Die Hamburger Harley Days haben eine gewisse Faszination. Muss die Stadt sie vielleicht aushalten?
: Von Harleymännern und Harleyfrauen

Foto: Lou Probsthayn

Fremd und Befremdlich

Katrin Seddig

Am Wochenende waren die Harley Days in Hamburg und zufällig war ich am Wochenende auf St. Pauli und zufällig war ich auch noch in Eilbek und in Wandsbek und eigentlich überall waren Harleys. Natürlich waren die meisten Harleys auf St. Pauli. Da saßen auch die Männer mit den dicken Armen und den dicken Bäuchen herum, die ganz viele Tattoos auf ihren dicken Armen und dicken Bäuchen hatten, die ganz gut gebräunte Frauen mit sich führten, die im Gegensatz zu den Harleymännern ganz, ganz schlank waren und aber auch Tattoos auf ihren schlanken Körpern drauf hatten.

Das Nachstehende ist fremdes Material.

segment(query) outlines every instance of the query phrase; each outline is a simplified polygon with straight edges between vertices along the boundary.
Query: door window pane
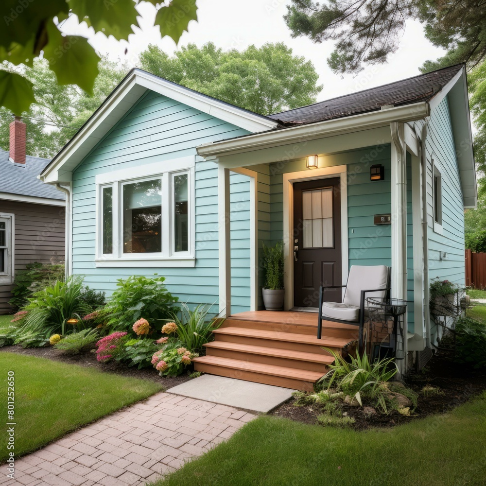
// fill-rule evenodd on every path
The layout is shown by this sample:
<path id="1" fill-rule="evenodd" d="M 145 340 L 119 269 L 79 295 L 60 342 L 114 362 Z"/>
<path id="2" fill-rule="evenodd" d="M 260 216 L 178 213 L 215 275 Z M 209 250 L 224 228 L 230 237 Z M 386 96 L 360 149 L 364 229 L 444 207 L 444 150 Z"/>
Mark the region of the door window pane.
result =
<path id="1" fill-rule="evenodd" d="M 160 179 L 123 186 L 123 253 L 162 251 Z"/>
<path id="2" fill-rule="evenodd" d="M 113 188 L 103 188 L 103 253 L 113 252 Z"/>
<path id="3" fill-rule="evenodd" d="M 174 251 L 189 249 L 187 174 L 174 176 Z"/>
<path id="4" fill-rule="evenodd" d="M 332 188 L 302 191 L 304 248 L 329 248 L 334 242 Z"/>

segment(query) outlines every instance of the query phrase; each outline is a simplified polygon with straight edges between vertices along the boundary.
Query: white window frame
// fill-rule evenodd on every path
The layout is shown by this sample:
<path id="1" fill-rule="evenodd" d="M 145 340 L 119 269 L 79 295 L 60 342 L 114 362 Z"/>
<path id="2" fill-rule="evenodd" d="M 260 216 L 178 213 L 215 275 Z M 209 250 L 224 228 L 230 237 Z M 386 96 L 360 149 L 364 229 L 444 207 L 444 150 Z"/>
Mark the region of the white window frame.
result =
<path id="1" fill-rule="evenodd" d="M 438 163 L 432 159 L 432 221 L 434 233 L 442 234 L 442 175 Z M 437 188 L 435 179 L 437 179 Z M 435 212 L 437 219 L 435 219 Z"/>
<path id="2" fill-rule="evenodd" d="M 96 266 L 99 267 L 152 268 L 194 267 L 195 265 L 194 156 L 122 169 L 96 176 Z M 167 169 L 170 170 L 168 170 Z M 174 209 L 175 175 L 188 174 L 188 251 L 174 250 Z M 160 178 L 162 181 L 162 251 L 154 253 L 123 252 L 122 187 L 124 184 Z M 103 190 L 113 188 L 113 247 L 103 253 Z"/>
<path id="3" fill-rule="evenodd" d="M 5 228 L 7 238 L 7 244 L 5 247 L 7 249 L 5 265 L 6 271 L 0 272 L 0 284 L 9 285 L 14 281 L 15 273 L 15 216 L 10 213 L 0 213 L 0 221 L 6 223 Z"/>

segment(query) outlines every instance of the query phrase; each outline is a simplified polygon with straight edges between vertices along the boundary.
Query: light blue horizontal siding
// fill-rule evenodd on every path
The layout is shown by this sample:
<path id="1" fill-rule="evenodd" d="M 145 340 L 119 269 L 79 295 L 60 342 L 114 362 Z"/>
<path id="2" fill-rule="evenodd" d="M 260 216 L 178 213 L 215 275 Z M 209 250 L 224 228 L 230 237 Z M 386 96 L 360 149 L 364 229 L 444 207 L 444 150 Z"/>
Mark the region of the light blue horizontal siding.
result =
<path id="1" fill-rule="evenodd" d="M 204 161 L 196 163 L 196 263 L 193 268 L 96 268 L 95 179 L 100 174 L 154 162 L 160 163 L 161 172 L 169 170 L 172 160 L 195 155 L 195 147 L 202 143 L 248 133 L 161 95 L 152 92 L 146 94 L 73 172 L 73 273 L 85 275 L 87 285 L 104 291 L 107 295 L 116 288 L 117 279 L 131 275 L 162 275 L 166 278 L 169 290 L 180 300 L 194 304 L 215 304 L 213 310 L 217 312 L 219 289 L 216 165 Z M 236 183 L 234 184 L 232 177 L 231 182 L 231 197 L 234 191 L 238 197 L 247 198 L 248 187 L 243 186 L 249 183 L 234 179 Z M 247 204 L 244 210 L 235 213 L 239 226 L 232 235 L 232 253 L 234 251 L 235 257 L 232 289 L 236 293 L 234 299 L 238 308 L 244 310 L 249 309 L 249 236 L 247 229 L 249 223 L 245 220 L 249 207 Z"/>

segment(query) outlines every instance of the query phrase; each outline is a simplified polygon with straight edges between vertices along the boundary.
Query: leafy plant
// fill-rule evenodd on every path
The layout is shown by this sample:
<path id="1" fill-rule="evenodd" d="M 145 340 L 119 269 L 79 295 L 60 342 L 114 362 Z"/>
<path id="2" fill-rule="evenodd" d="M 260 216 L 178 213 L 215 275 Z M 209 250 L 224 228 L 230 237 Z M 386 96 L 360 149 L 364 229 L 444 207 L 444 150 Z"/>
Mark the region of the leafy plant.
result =
<path id="1" fill-rule="evenodd" d="M 174 320 L 177 326 L 177 335 L 183 345 L 189 349 L 200 351 L 203 346 L 212 341 L 212 331 L 223 323 L 223 319 L 207 319 L 209 306 L 200 304 L 191 311 L 185 303 L 181 304 L 180 316 Z"/>
<path id="2" fill-rule="evenodd" d="M 271 290 L 281 290 L 283 288 L 283 243 L 280 242 L 272 247 L 264 243 L 263 250 L 265 287 Z"/>
<path id="3" fill-rule="evenodd" d="M 79 354 L 82 351 L 93 347 L 98 337 L 97 329 L 84 329 L 68 334 L 54 344 L 54 347 L 67 354 Z"/>
<path id="4" fill-rule="evenodd" d="M 474 368 L 486 367 L 486 324 L 471 317 L 459 318 L 455 327 L 455 361 Z"/>
<path id="5" fill-rule="evenodd" d="M 164 321 L 174 319 L 178 298 L 167 289 L 163 277 L 147 278 L 132 276 L 118 280 L 118 288 L 104 309 L 108 314 L 106 325 L 110 332 L 131 331 L 133 324 L 141 317 L 156 321 L 161 327 Z"/>
<path id="6" fill-rule="evenodd" d="M 191 364 L 192 358 L 199 356 L 183 347 L 173 347 L 173 345 L 166 345 L 152 357 L 151 363 L 160 376 L 180 375 L 185 367 Z"/>
<path id="7" fill-rule="evenodd" d="M 55 280 L 64 279 L 64 265 L 62 263 L 40 263 L 35 261 L 27 263 L 24 270 L 15 272 L 13 297 L 10 305 L 18 309 L 28 303 L 28 299 L 37 290 L 44 288 Z"/>
<path id="8" fill-rule="evenodd" d="M 56 280 L 34 293 L 23 308 L 27 313 L 22 320 L 21 333 L 39 332 L 48 338 L 56 333 L 63 336 L 69 333 L 71 330 L 67 325 L 68 320 L 75 317 L 81 321 L 80 314 L 92 310 L 80 298 L 83 288 L 82 277 L 76 276 L 65 282 Z"/>
<path id="9" fill-rule="evenodd" d="M 373 401 L 375 406 L 387 413 L 386 391 L 381 385 L 393 378 L 398 371 L 394 359 L 385 358 L 370 363 L 366 354 L 361 357 L 357 352 L 356 357 L 350 356 L 350 362 L 348 363 L 333 350 L 325 349 L 334 359 L 334 363 L 329 365 L 330 369 L 321 379 L 327 382 L 328 389 L 335 384 L 338 390 L 356 399 L 360 405 L 363 405 L 362 394 L 364 393 Z M 392 366 L 393 367 L 390 369 Z"/>
<path id="10" fill-rule="evenodd" d="M 142 338 L 130 339 L 124 343 L 124 354 L 130 361 L 128 366 L 138 365 L 139 369 L 152 365 L 154 353 L 160 349 L 160 346 L 151 339 Z"/>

Es ist nämlich ein Gesetz, dass ein dickbäuchiger Biker niemals eine dickbäuchige Bikerin haben darf, sondern nur eine gertenschlanke. Vielleicht irre ich mich auch und habe nur die Kombination gertenschlanker Biker und dickbäuchige B ikerin zufällig noch nicht gesehen. Jedenfalls ist es so, dass eine Menge Leute sich über die Harley Days freuen und am Rande der Reeperbahn stehen und winken, wenn die Harleys da lang fahren.

Da ich da zufällig auch war, habe ich auch ein bisschen die Harleys angesehen und die Harleymänner und die Harleyfrauen, denn es gibt auch Frauen, die ganz alleine auf einer Harley draufsitzen und die sind dann auch ganz normal gebaut, weil es ja ihre Harley ist, auf der sie draufsitzen und nicht die, die dem Mann gehört, dem auch die Frau gehört, wo alles gleich windschnittig sein muss, außer dem Mann.

Ich muss gestehen, so eine Parade ist unterhaltsam und wenn sie auch unerträglich laut ist, so ist das Laute doch, finde ich, so insgesamt und als Ereignis irgendwie auszuhalten und ich gestehe, ich habe dazu gelächelt.

Vielleicht auch noch aus anderen Gründen. Vielleicht auch, weil ich die Parade der Harleys nur fünf Minuten genossen habe und nicht eine Stunde oder länger.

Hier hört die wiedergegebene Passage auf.